LA VIOLENCE INSTITUTIONNELLE
Dossier de la revue Relations, Montréal, janv.-fév. 1990, no 557.
Synthèse
1. L’autre côté de la violence (François Morissette)
«Depuis le XVIe siècle en Occident, on reconnaît que l’État est le seul corps social qui puisse légitimement recourir à la violence par ses institutions (justice et police), et cela dans le but d’éviter que les individus se fassent justice eux-mêmes aux dépens de la paix sociale. (…) Même le Vatican admettait, il y a quelques années, en conformité avec sa tradition, le recours légitime à la lutte armée dans les cas de libération de peuples opprimés. Criminalité et terrorisme, pour leur part, ne sont jamais reconnus ni acceptés. (…)

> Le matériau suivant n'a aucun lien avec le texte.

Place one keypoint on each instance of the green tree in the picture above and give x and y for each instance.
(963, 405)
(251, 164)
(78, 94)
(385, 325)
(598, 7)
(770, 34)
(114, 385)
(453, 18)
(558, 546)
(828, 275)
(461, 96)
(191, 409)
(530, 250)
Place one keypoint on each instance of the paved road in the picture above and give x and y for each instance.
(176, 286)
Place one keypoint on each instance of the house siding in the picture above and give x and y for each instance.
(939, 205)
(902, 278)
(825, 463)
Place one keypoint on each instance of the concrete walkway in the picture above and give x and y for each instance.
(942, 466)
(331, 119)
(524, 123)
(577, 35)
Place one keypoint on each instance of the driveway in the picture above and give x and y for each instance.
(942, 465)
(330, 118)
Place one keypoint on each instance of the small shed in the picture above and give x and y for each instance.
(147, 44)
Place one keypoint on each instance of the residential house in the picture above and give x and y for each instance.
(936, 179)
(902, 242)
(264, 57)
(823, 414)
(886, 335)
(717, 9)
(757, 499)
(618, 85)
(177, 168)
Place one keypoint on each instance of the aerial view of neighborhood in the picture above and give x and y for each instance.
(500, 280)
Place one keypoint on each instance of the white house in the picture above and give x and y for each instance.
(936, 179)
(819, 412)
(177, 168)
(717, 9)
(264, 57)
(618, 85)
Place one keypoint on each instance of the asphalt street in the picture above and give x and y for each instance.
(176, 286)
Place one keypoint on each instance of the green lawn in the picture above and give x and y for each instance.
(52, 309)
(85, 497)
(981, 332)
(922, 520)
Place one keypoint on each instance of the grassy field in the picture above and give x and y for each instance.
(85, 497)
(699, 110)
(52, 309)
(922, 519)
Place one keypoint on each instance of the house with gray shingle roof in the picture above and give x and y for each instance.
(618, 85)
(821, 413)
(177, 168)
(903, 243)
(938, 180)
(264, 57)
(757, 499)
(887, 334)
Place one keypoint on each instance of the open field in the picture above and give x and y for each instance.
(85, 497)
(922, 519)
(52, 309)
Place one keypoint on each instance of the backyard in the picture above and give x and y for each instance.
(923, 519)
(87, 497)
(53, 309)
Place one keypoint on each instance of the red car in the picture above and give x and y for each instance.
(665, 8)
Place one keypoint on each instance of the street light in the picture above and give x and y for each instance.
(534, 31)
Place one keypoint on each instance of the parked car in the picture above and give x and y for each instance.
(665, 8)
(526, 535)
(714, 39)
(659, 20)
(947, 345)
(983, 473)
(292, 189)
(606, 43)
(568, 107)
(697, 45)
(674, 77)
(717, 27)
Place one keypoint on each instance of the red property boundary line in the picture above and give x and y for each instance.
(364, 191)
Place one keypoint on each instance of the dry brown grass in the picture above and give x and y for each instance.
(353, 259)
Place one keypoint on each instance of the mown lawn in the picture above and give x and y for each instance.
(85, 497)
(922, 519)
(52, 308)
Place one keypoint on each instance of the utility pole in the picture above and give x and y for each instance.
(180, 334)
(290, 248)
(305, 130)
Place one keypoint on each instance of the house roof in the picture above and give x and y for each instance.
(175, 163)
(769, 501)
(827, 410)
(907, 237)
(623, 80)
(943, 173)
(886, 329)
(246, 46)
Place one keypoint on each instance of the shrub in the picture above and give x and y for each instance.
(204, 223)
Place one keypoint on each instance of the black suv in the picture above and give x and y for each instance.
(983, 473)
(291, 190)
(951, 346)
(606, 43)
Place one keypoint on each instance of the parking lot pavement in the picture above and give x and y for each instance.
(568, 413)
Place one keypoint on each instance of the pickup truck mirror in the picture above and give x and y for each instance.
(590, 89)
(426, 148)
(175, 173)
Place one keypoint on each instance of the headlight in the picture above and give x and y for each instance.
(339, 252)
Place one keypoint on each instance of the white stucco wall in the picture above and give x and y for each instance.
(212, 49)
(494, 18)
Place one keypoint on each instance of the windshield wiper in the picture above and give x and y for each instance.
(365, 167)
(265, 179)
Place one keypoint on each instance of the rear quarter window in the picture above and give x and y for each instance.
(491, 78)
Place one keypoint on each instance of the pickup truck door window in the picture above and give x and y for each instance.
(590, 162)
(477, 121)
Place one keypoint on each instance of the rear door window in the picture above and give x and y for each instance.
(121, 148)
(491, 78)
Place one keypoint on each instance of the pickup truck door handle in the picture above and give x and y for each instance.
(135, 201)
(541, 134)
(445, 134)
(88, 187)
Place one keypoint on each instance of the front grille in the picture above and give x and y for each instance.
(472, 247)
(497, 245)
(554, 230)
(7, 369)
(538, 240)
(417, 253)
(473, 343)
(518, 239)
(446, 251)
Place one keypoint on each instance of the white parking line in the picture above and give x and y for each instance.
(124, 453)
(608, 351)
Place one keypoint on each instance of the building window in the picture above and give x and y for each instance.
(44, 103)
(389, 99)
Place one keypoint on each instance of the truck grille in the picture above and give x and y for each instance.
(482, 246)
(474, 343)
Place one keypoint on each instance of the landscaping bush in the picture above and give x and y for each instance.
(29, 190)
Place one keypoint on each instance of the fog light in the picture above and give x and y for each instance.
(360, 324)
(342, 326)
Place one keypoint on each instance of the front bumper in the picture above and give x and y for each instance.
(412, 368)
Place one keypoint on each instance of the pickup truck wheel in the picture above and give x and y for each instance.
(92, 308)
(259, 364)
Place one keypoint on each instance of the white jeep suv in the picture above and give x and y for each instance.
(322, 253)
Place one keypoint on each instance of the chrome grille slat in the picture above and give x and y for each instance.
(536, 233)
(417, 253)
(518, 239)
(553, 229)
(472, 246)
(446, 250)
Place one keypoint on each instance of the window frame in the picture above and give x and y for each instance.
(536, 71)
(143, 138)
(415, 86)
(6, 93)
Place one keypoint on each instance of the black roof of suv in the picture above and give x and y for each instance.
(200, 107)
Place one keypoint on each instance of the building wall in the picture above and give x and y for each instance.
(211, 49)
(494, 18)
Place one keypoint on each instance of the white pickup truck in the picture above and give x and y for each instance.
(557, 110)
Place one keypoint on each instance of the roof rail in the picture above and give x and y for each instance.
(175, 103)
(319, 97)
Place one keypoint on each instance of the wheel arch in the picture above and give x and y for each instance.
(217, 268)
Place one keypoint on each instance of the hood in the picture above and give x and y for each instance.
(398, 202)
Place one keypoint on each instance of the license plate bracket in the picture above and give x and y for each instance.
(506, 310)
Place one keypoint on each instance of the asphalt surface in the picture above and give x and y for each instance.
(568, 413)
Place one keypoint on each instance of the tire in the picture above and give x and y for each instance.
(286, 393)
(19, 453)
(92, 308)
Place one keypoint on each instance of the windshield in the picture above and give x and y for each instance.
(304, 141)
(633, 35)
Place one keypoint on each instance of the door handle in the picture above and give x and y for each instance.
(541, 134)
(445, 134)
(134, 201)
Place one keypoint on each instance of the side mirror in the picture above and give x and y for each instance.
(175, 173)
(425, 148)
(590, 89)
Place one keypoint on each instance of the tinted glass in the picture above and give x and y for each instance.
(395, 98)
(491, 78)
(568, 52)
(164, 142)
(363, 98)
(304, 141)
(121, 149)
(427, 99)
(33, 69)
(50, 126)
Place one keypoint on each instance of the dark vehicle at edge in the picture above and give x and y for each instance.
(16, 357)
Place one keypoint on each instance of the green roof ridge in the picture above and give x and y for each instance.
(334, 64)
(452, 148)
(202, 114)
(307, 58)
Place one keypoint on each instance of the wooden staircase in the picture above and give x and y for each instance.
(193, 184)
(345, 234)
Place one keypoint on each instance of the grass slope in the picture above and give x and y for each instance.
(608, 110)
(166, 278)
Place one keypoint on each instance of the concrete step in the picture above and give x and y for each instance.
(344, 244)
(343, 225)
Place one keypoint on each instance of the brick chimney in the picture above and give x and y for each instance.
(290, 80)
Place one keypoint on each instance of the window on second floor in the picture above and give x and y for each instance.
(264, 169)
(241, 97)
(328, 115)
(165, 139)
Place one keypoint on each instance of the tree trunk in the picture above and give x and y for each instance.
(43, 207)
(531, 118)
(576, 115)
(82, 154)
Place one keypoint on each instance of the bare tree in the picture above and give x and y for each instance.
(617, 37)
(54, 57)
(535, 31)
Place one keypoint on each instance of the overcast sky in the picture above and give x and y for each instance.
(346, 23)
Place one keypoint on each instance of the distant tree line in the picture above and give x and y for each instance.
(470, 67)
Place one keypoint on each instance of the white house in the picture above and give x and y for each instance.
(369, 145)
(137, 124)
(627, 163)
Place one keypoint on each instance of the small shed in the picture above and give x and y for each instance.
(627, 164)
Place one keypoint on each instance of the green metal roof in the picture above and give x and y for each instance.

«Bref, l’histoire démontre que l’humanité s’arrange mieux avec la violence issue des luttes armées qu’avec celles qui minent une société au jour le jour. (…) Hormis les cas d’abus de pouvoir des forces policières, les médias parlent presque exclusivement de criminalité et de terrorisme lorsqu’ils tiennent un discours sur la violence. Beaucoup plus rare est le discours sur la violence institutionnelle et structurelle. Pourtant celle-ci existe. (…) Violence du capital et de son développement sauvage qui ne se soucie pas des dimensions humaines. Violence du complexe militaro-industriel qui canalise les ressources et méprise l’environnement.» (…)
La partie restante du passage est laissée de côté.